La cosa sorprendente è che da lì, da quell’episodio che certo fu un trauma, E da lì, per lui culture dell’arte musicale, scaturì Gesualdo è però compositore di musica polifonica, di madrigali e musica sacra ed è considerato uno degli innovatori del linguaggio musicale del suo tempo, un genio. Smettiamo noi di ascoltare Gesualdo per questo? No. Anche se pure verso Gesualdo ci furono delle censure e proprio a Venezia e Tarabbia vi accenna.

Prima però dobbiamo dire che lo scrittore costruisce una doppia cornice per raccontare questa vicenda. Del “male” della ferocia, della violenza, Tarabbia si era già occupato, con romanzi che avevano scavato dentro altre storie reali, ma del più vicino fine ‘900, due storie a cavallo tra la fine della Unione Sovietica e la nuova Russia, la strage di Beslan e il cosiddetto mostro di Rostov, indagando nei labirinti interiori dei protagonisti di quelle vicende, facendo leva sulle ricostruzioni documentarie. Per LA vicenda di Gesualdo, Tarabbia invece ha costruito un pretesto, non solo cornice: Igor Stravinsky, a Napoli, acquista un libro antico e raro in cui un servitore di Gesualdo che da sempre lo segue come un ‘ombra e che forse è la sua ombra e la sua coscienza, narra la vicenda del padrone. Stravinsky che si era già innamorato da musicista della musica di Gesualdo, modernissima per la sua complessità di composizione, è spinto ancora di più a scrivere proprio leggendo il resoconto morboso del servitore Gioacchino, della vita del suo padrone, arrivando a comporre (ricomporre partendo dal metodo di Gesualdo ) un suo Monumentum, dei “madrigali senza voce” . 

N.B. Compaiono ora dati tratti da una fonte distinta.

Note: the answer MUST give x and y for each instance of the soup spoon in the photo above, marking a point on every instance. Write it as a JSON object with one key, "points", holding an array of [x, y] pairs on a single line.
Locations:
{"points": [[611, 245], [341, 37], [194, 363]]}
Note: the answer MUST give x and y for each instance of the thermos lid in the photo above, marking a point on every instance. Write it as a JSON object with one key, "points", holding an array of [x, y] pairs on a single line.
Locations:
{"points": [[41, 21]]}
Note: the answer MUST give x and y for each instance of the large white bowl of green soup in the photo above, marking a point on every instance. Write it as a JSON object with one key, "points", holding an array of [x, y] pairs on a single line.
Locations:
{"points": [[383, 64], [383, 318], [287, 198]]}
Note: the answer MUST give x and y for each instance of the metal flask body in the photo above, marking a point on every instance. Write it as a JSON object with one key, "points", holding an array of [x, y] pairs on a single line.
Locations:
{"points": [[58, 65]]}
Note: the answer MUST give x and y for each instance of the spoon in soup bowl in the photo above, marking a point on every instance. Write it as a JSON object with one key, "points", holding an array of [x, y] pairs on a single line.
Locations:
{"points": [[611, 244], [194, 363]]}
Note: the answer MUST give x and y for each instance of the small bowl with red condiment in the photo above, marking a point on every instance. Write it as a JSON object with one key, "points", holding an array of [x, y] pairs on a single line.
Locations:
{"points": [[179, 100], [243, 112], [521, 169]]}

Quell’opera fu eseguita a Venezia nel 1960, anche se – ed ecco la censura – il Cardinal Roncalli, il futuro Papa, quando seppe del programma del concerto non voleva concedere la basilica perché riteneva l’artista Gesualdo indegno per le sue colpe di uomo (mostrando ben poca attitudine al perdono, tra l’altro, dopo secoli).
Anche per Stravinsky esplode  la contraddizione. Ama Gesualdo, ma è inquieto per la storia che legge nella Cronaca di Gioacchino Ardytti.  Il compositore russo ha un’idea della musica come sequenze armoniche e matematiche, è un apollineo, la creazione non ha a che vedere con la vita, al tempo stesso è un uomo riservato, mite, borghese nelle sue abitudini. Tarabbia immagina che Stravinsky prenda degli appunti diaristici, durante la lettura del libro di Gioacchino e qui confessa il suo disagio di fronte a tanta violenza di Gesualdo, di come “orrore e bellezza convivono e si danno nutrimento uno  con l’altra” come gli aveva detto lo strano personaggio che lo persuase ad acquistare quel libro.
Stravinsky si chiede, pur essendo turbato dalla lettura grandguignol della scena dell’omicidio, se non abbia ragione chi dice che Gesualdo senza quell’atto non avrebbe composto poi I suoi madrigali. I suoi capolavori – scriveTarabbia-Stravinsky – “sono figli degli anni cupi” seguiti alla sua colpa e per lui apollineo, matematico, astratto nel suo avanguardismo, distaccato dalla passioni, “questo uomo cupo, pieno di angosce sciocche e colpe terribili” è un Dioniso, se si fa la domanda cruciale che è al dentro di questo libro e che si lega anche alle cose scritte prima per Polanski: un uomo così terribile, “come ha potuto costruire queste meraviglie, piccole cattedrali perfette di suoni?”. Gesualdo è in effetti, non solo per quell’atto ma per tuta la vita un uomo ombroso, rude, è un cacciatore. Il suo stesso palazzo in cui si rinchiuderà, a Gesualdo I paese che ancora oggi porta il suo nome in provincia di Avellino, per anni a scrivere con la seconda moglie ma tormentato e nevrotico, è dominato dal basso, da un livello subumano, il personaggio Ignazio, forse un figlio della colpa di Maria che Gesualdo fa rinchiudere forse un’invenzione di chi ha steso la cronaca, figura bestiale ed emblema di una cola feroce e bestiale. Eppure in quelle stanze, col peso di tutte queste angosce, prendono vita i libri dei Madrigali che sono una delle creazioni più sublimi dell’arte umana. Come è possibile?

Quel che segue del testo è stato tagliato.